Matrix operations are frequently used in computer graphics and data mining. The image below and on the left uses an equation to blend images of an adult lion and a cub; look carefully and you'll see both in the image. Then the image below on the right combines hundreds of handwritten digits to aid a computer in reading handwriting. Participants will learn these ideas, but more importantly, they get to creatively explore them. For example, what images would you blend?
In the MOOC, we'll explore the "why" of learning such ideas beyond the DavidsonX classroom. We'll consider questions like "Why do computer scientists at Pixar learn these ideas?" or "Why would someone running a super-computer use linear algebra?" or "How can you do sports analytics with these methods?" These questions motivate the topic of linear algebra and math at-large. Interested in the answers? Many students are and dive into the content and its application to discover the answers.
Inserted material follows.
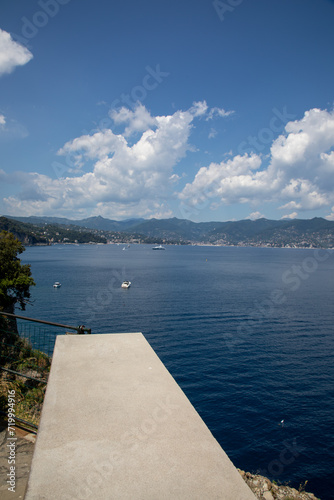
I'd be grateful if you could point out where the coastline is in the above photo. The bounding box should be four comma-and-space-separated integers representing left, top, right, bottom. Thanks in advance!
238, 470, 320, 500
From Buzz Lightyear to the characters in Monsters University, characters in Pixar films are created with linear processes. First, wireframes of the characters are themselves created with linear processes. In fact, a process called subdivision creates the smooth seamless characters we associate with modern animation. In the MOOC, Tony DeRose, a Senior Scientist and the lead of the Research Group at Pixar Animation Studios, will discuss how linear algebra is used in the movies. Linear algebra plays a role in every frame in a Pixar movie. In the progression below, the image on the left show the process known as Modeling in the computer by technical directors. Once the storyline for a sequence is completed, the scene is created in the computer. The frame in the middle shows the beginning phase known as Layout, in which a virtual camera is placed into a shot. After animation, simulation and lighting are added, the final frame is created.
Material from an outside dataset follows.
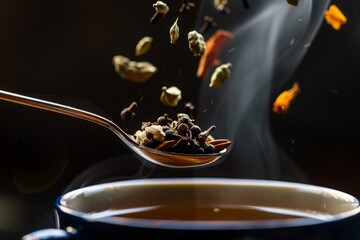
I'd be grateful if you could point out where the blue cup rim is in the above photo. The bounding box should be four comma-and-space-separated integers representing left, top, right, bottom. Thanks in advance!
55, 178, 360, 231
Supercomputers solve some of the largest and most complex linear algebra problems. In the MOOC, we'll hear Van Henson, a computational mathematician in the Center for Applied Scientific Computing at Lawrence Livermore National Laboratory (LLNL), discuss how computing has become a central part of modern science. Henson specializes in devising highly accurate fast linear methods for problems in cybersecurity and in data mining for intelligence applications. LLNL houses several of the fastest supercomputers in the world, such as the Sequoia supercomputer.
Finally, we'll discuss methods that can be adapted to analytics and specifically sports analytics. Why learn linear algebra? One reason will be to answer a sports analytics problem posed by John Brenkus, host and creator of ESPN's Sport Science.
Delving broadly into the "why?" of math and linear algebra will probably ignite the question "what else can I do with these ideas?" The creative exercises of this MOOCare designed to help participants look within themselves for answers to such questions. How else can such methods be used? What comes to your mind? Your answer may be the next, new and exciting application.